Adopter la douche au lit pour les résidents immobilisés dans leur lit n'est pas un acte anodin, explique Yves Clercq, psychologue et formateur. Il détaille sa pensée.
La douche au lit : un soin technique qui n'est pas anodin
La douche au lit est une décision qui doit se prendre selon les règles d'une réflexion éthique. Qu'est ce qui nous amène à penser que cette solution technique est la meilleure pour nous et la personne ? Il faut remettre en perspective les bénéfices pour l'équipe, les bénéfices pour la personne mais aussi les risques pour la personne, et pour l'équipe.
Ceux qui prônent ou qui sont contre la douche au lit de manière systématique sont plus dans l'idéologie que dans la réflexion. Il faut s'interroger : est-ce que l'outil est au service de la personne ?
Si c'est au service de l'équipe qu'on utilise l'outil, mais qu'on en a conscience, on mettra en place d'autres dispositifs pour éventuellement accompagner la personne. Si l'équipe en a besoin parce que vraiment c'est compliqué, cela fait mal au dos, etc. il faudra prendre conscience des dérèglements que cela peut générer chez la personne pour pouvoir aussi les compenser...
Comment peut-on compenser ce soin technique s'il est absolument nécessaire ?
On peut prévoir un temps particulier de soin relationnel avec la personne qui va permettre de revaloriser son estime de soi, l'écouter pour éviter que le choix technique soit un élément qui va favoriser sa dévalorisation, sa démotivation et son silence.
D'où le rôle important de l'infirmière coordinatrice et du médecin-coordinateur qui doivent animer cette réflexion. Le protocole mis en place ne doit pas être seulement technique mais inclure une réflexion collective, car la douche au lit est une option technique ni bonne ni mauvaise mais qui n'est pas anodine.
Il n'y a pas tellement de choix: soit on fait la toilette manuellement, soit on utilise une aide technique?
En général il faut transférer la personne du lit vers un chariot. La finalité de l'acte est d'être plus efficace, plus respectueux en terme d'hygiène. Est-ce que ça peut être effectivement un facteur d'aggravation du repli sur soi? Le risque pour les équipes n'est-il pas qu'en systématisant cela, on transforme la personne en objet qu'on lave ?
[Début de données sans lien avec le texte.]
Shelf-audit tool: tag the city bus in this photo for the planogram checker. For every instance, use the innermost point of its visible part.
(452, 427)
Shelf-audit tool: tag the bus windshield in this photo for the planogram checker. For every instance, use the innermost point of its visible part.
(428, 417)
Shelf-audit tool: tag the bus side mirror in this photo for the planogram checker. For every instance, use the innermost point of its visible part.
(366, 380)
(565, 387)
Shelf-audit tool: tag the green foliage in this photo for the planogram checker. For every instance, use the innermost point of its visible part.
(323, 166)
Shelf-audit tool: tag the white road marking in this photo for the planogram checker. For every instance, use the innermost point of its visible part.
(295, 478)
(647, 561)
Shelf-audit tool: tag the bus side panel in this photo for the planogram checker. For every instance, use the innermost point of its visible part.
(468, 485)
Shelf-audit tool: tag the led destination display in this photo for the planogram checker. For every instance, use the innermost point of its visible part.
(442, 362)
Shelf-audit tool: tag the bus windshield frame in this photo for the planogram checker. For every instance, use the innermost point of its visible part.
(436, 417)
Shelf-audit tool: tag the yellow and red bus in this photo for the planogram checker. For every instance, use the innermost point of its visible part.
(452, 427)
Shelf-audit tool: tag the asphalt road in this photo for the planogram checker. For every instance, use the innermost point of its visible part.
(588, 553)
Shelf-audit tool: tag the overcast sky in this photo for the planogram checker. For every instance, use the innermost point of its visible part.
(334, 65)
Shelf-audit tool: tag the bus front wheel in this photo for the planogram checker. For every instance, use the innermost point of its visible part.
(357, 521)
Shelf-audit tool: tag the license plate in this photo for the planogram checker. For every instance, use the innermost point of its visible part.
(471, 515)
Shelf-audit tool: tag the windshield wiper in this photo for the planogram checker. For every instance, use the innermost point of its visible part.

Si on met en place une instance de réflexion et de décision, comme pour les contentions, qui discute régulièrement, l'équipe aura confiance dans la dimension éthique de son acte. Mais on est dans du provisoire qui est appelé à se renouveler éventuellement mais qu'on doit pouvoir réinterroger. Comment la personne le vit-elle ?
Le risque c'est qu'on considère que la personne est grabataire, qu'elle n'a plus beaucoup de conscience, que cela ne la dérange pas, et qu'elle devient de plus en plus un objet qu'on manipule.
Avoir une instance de réflexion collective et choisir collectivement de le faire, remet le soignant face à cette nécessité de ne pas transformer la personne en objet au service de la douche au lit qui deviendrait la finalité. Il faut bien rappeler que la douche au lit est au service de la personne et de ce fait le soignant doit rester dans une dynamique de questionnement et non pas de routine. La personne peut l'accepter à un moment et à un autre mal le vivre. Comme pour l'équipe qui peut trouver à un moment que c'est intéressant et à un autre tomber dans une espèce de routine en oubliant de mettre la personne face à un choix. Cela doit toujours rester dans un libre choix et ne peut pas être définitif.